Это не просто отвлеченный идеализм, это настоящая идеализация всего и вся вокруг, и ты в этой работе, при всей кажущейся ее независимости от твоей воли, ее бесспорный центр, ты - источник этой самой идеализации, но каково же при этом обнаруживать некую бомбу, натыкаться на нее, упираться в нее, постепенно проникаясь разумением, что и она не малость, не чепуха среди всех этих совершающихся грандиозных подвижек, что и она как-то звучит в громах слияния земного и небесного, и она - тоже некий центр и источник! Прежде всего я уяснил следующее.
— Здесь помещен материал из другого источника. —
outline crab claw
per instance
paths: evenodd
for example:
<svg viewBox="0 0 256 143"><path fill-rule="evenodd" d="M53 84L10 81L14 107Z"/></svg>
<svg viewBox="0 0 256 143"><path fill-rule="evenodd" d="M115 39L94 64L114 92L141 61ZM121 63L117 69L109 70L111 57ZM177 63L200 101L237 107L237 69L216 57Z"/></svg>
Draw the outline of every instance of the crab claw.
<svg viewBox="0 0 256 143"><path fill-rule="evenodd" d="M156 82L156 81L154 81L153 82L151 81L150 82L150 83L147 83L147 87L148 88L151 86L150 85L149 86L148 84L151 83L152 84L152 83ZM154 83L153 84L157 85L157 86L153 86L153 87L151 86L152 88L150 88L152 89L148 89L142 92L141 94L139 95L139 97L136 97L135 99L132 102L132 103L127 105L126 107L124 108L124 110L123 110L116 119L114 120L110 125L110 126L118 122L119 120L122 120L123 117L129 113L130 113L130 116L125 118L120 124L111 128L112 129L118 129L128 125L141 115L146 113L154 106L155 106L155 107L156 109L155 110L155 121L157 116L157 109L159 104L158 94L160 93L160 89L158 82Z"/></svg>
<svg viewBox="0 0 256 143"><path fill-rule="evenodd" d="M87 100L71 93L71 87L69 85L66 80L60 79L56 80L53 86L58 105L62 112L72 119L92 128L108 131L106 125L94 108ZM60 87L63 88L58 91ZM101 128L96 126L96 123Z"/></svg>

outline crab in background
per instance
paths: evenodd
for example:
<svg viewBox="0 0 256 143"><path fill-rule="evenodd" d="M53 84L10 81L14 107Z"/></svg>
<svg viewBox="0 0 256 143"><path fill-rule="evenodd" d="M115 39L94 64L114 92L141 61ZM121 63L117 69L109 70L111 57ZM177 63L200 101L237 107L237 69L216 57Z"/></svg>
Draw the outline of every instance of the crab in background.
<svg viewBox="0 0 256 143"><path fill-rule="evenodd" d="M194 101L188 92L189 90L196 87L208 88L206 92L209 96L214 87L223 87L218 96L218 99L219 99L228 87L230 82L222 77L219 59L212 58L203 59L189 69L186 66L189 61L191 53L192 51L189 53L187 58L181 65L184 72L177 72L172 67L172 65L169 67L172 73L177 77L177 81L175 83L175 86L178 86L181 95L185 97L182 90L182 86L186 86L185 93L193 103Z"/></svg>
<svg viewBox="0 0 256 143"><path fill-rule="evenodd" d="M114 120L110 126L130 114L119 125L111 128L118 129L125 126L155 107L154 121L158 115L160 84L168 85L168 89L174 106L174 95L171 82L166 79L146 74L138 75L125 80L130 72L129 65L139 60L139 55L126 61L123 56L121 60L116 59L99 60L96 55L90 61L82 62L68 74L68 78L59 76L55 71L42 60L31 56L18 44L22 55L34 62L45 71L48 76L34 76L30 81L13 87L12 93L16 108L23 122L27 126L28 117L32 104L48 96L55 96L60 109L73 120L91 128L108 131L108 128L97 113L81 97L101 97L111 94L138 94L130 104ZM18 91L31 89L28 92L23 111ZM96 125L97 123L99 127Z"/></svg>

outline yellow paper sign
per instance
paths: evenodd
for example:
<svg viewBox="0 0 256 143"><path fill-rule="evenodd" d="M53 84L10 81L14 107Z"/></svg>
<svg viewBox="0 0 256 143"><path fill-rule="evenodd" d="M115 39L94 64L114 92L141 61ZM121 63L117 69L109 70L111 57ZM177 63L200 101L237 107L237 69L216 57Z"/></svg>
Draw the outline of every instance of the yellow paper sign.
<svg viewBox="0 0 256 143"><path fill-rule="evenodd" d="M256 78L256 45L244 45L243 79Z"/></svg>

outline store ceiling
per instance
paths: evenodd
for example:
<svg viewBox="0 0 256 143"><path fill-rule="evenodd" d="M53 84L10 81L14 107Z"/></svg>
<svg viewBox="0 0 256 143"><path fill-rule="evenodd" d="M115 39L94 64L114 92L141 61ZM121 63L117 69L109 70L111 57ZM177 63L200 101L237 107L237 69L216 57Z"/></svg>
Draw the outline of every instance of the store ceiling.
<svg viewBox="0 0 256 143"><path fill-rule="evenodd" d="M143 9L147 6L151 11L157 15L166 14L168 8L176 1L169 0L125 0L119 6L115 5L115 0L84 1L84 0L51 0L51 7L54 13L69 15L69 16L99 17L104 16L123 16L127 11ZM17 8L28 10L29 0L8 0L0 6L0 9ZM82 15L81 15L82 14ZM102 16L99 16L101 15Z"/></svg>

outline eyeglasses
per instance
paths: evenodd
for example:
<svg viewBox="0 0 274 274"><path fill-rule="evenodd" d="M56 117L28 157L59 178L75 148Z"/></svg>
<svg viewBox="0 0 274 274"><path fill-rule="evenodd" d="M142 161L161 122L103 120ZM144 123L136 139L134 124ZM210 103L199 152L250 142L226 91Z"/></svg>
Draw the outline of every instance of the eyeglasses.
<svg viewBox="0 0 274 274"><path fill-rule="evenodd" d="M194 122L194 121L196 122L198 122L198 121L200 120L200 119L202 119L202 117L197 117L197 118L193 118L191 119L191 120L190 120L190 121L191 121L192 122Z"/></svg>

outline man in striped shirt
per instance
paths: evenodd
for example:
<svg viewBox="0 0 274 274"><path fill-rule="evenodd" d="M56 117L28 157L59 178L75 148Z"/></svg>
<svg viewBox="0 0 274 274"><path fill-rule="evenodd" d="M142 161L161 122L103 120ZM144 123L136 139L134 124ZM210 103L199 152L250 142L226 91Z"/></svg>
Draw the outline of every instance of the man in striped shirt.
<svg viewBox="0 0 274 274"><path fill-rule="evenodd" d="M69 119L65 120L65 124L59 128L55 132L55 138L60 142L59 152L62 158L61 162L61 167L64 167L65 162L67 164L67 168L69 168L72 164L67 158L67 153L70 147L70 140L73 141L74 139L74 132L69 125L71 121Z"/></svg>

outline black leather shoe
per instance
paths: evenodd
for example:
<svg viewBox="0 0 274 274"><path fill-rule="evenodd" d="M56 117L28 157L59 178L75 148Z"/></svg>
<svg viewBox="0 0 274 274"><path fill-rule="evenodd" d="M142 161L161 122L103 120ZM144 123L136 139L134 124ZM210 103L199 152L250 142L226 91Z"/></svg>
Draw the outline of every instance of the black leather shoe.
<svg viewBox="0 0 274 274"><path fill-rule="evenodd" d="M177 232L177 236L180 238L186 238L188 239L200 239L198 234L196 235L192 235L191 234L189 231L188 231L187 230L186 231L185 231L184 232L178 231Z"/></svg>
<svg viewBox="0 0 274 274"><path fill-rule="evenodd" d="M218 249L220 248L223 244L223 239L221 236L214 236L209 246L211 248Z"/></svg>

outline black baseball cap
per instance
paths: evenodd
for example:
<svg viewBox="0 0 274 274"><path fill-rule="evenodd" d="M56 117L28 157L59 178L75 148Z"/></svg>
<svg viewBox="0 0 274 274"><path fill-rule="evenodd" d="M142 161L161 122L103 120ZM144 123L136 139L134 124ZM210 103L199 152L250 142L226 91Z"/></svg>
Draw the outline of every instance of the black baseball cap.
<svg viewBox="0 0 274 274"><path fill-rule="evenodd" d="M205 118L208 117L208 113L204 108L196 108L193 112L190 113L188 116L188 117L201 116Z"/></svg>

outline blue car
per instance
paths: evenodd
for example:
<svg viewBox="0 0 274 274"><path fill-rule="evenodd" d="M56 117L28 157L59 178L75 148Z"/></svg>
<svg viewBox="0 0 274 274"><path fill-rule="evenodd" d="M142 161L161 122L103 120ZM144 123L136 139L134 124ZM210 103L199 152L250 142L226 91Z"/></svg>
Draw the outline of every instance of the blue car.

Неразумно думать, будто мой коллега все учел и предусмотрел и разыграл свою партию как по нотам, наоборот, им всего лишь воспользовались - его глупостью, слепотой его души, которая никуда не ведет, кроме как к беспринципности, - его, пустого как брошенная на свалку бутылка, начинили легко воспламеняющимся, взрывающимся веществом и швырнули мне под ноги. Что я ушел из редакции, а сотрудник остался, ничего не значит, бомба все равно следует за мной по пятам, как бы неким злым волшебством передаваясь любому субъекту, подходящему для того, чтобы служить ее временным, более или менее случайным, но и вполне надежным носителем. А мало ли простаков, которых ничего не стоит начинить хоть маленькой бомбой, предназначенной для меня одного, хоть целым арсеналом, способным уничтожить весь мир? Мало ли глупцов еще более убедительных, чем мой коллега? Он даже сумел ввести меня на время в заблуждение, он ведь сперва все-таки поразил меня своим тоном, а мало ли таких, которые и не поразят уже ничем и только с самым беззаботным и нелепым видом взорвутся у меня прямо под ногами? Я бросился на Тверскую и пробежал ее, трусливо озираясь. Сначала я не понял, для чего это сделал, а потом до меня дошло, что я понадеялся там не встретить порождений откровенной глупости, избежать столкновения с опасными для меня теперь недоумками. Уж на Тверской-то сообщество людей самое что ни на есть разумное и порядочное! - вот была моя мысль. Ничего не скажешь, наивное предположение. Наконец меня ужаснуло и то соображение, что подобная наивность может оказаться еще более удобной, чем массовое утомительное людское недомыслие, почвой для ношения бомбы, и кто знает, не вобрал ли я уже в себя смертоносный заряд, не внедрился ли в меня верный залог обязательного в таких обстоятельствах самоубийства. Я был рад, что получил отпуск и смогу подлечить расшатанные нервы.